Our study is limited by its retrospective nature and the fact that it was undertaken within a single institution. We were unable to stratify our data by the operative experience (with appendicectomy) of the primary surgeon due to the retrospective nature of the study. However, we were able to determine that surgical trainees performed the majority of appendicectomies with no significant difference between the two cohorts. Our cost analysis is also limited in that we did not consider the cost of the applicator required for the polymer clips and the cost of cleaning the applicator after use. It was considered that the cost of the applicator required a large initial outlay. It would be reused multiple times in its lifetime and its use would not be restricted to laparoscopic appendectomies. The cost of cleaning the applicator were also considered to be negligible since it would be sterilised alongside the other instruments on the diagnostic laparoscopy tray, which would be the same regardless of whether clips or endoloops had been used to secure the appendiceal stump.

Conclusion

In summary, our study adds to the growing body of evidence that polymeric clips are a safe and viable method for securing the appendiceal stump during emergency appendicectomy. We report the outcomes of the largest case series in a Western population. Our study demonstrates homogeneity between the two cohorts for age, gender, ASA grade and bosy mass index. Further, we are the first to report homogeneity in terms of preoperative inflammatory markers (white cell count, C-reactive protein, lactate and albumin) and similar outcomes with the majority of procedures undertaken with surgical trainees as primary surgeon.

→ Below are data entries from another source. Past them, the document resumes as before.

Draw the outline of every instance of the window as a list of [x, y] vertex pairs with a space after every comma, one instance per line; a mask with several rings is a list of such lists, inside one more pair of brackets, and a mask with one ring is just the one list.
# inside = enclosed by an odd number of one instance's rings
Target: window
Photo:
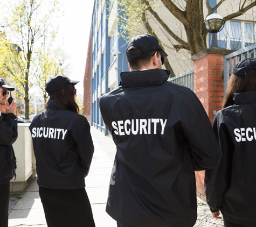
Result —
[[115, 60], [116, 58], [116, 56], [113, 56], [112, 53], [115, 51], [116, 51], [117, 47], [117, 34], [116, 32], [116, 30], [115, 29], [114, 30], [113, 36], [110, 37], [110, 64], [113, 63], [113, 62]]
[[237, 51], [255, 43], [255, 27], [253, 23], [226, 22], [217, 34], [219, 47]]

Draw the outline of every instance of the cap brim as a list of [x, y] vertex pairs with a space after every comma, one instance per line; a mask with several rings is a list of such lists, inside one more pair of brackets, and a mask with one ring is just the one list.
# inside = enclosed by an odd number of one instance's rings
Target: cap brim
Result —
[[77, 83], [79, 83], [80, 81], [78, 80], [70, 80], [70, 81], [68, 82], [69, 83], [73, 83], [74, 85], [75, 85]]
[[163, 51], [162, 49], [160, 49], [160, 54], [162, 56], [167, 56], [168, 55], [164, 52]]
[[9, 91], [13, 91], [13, 90], [15, 90], [15, 88], [13, 88], [12, 87], [10, 87], [8, 85], [6, 85], [6, 84], [2, 85], [1, 87], [2, 87], [2, 88], [6, 88], [7, 90], [8, 90]]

Our cost analysis demonstrates significant potential monetary savings if polymeric clips are used, particularly in those cases where polymeric clips are currently applied to the mesoappendix in conjunction with Endoloops to the appendix stump. We report a reduced duration of surgery in the polymeric clip cohort and this is an area for further study as a number of factors may have contributed to this result. We recommend an adequately powered randomised controlled trial of polymeric clips to Endoloops with data capture times of their deployment.

Acknowledgements

We would like to acknowledge Elizabeth Nugent with the assistance she provided with the identification of patients who underwent laparoscopic appendicectomy during the study period.